Like a chess match, top virtualization vendors are putting their pieces in place to see who will dominate the next phase of the virtual data center: the desktop.
So far, competing strategies for the virtual desktop market consist largely of new tools and industry alliances to foster as much support as possible in what looks to be a wide open contest. Unlike the old days when customers had to lock into a particular vendor's platform for the long haul, enterprises today have a much greater ability to mix and match hardware and software to suit their specific needs.
VMware has come out with a new set of virtual desktop management tools designed to give administrators greater peace of mind when it comes to establishing and securing resources under the Virtual Desktop Infrastructure. Virtual Desktop Manager 2 broadens management to thousands of virtual desktops and shortens the provisioning process from hours to minutes, according to CNNmoney.com. VMware has garnered support from Dell, HP, IBM, NEC and Wyse Technology.
Also on board is ClearCube, which has introduced a range of infrastructure products designed to reduce the network latency that virtual desktop users often encounter. The company has a new PC blade, the R1350, based on Intel Core 2 Duo processors, as well as the I9420 desktop extension device that expands the range between server and client. The company also has a new digital fiber C/Port, the C7420, which offers full bandwidth video across any distance.
With the Xen system well in hand, it looks like VMware's top rival will be Citrix. InfoWorld reports the company just launched XenDesktop with claims that it will outperform standalone desktops and will allow for personal touches like individual screen savers and other settings.
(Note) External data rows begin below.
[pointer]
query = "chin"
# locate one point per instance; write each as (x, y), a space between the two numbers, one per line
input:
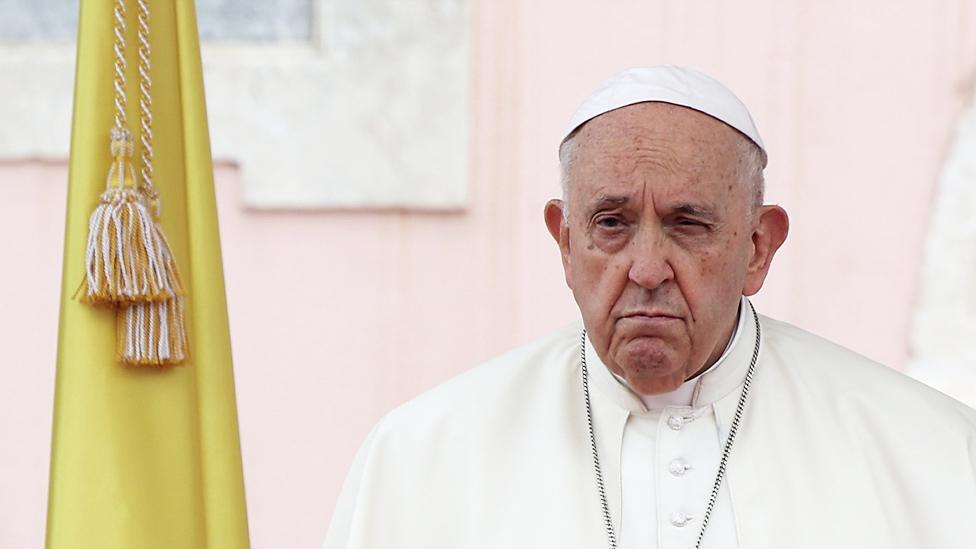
(651, 367)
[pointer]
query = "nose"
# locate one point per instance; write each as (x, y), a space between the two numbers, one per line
(650, 266)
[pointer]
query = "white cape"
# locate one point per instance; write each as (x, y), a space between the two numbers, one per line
(834, 451)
Citrix is also lining up allies, not the least of which is Microsoft and its new in-house desktop virtualization capabilities courtesy of the recently acquired Calista Technologies. Devon IT, a provider of thin client terminals, is offering a bundled package that includes IBM servers, Windows licenses, the Xen hypervisor and connection broker software -- virtually everything you need to start from scratch.
While it's true that many of you are just getting started with server virtualization, like in chess it never hurts to keep your eyes several steps ahead so that by the time you are ready to make a move, you'll at least have an idea of where you want to go.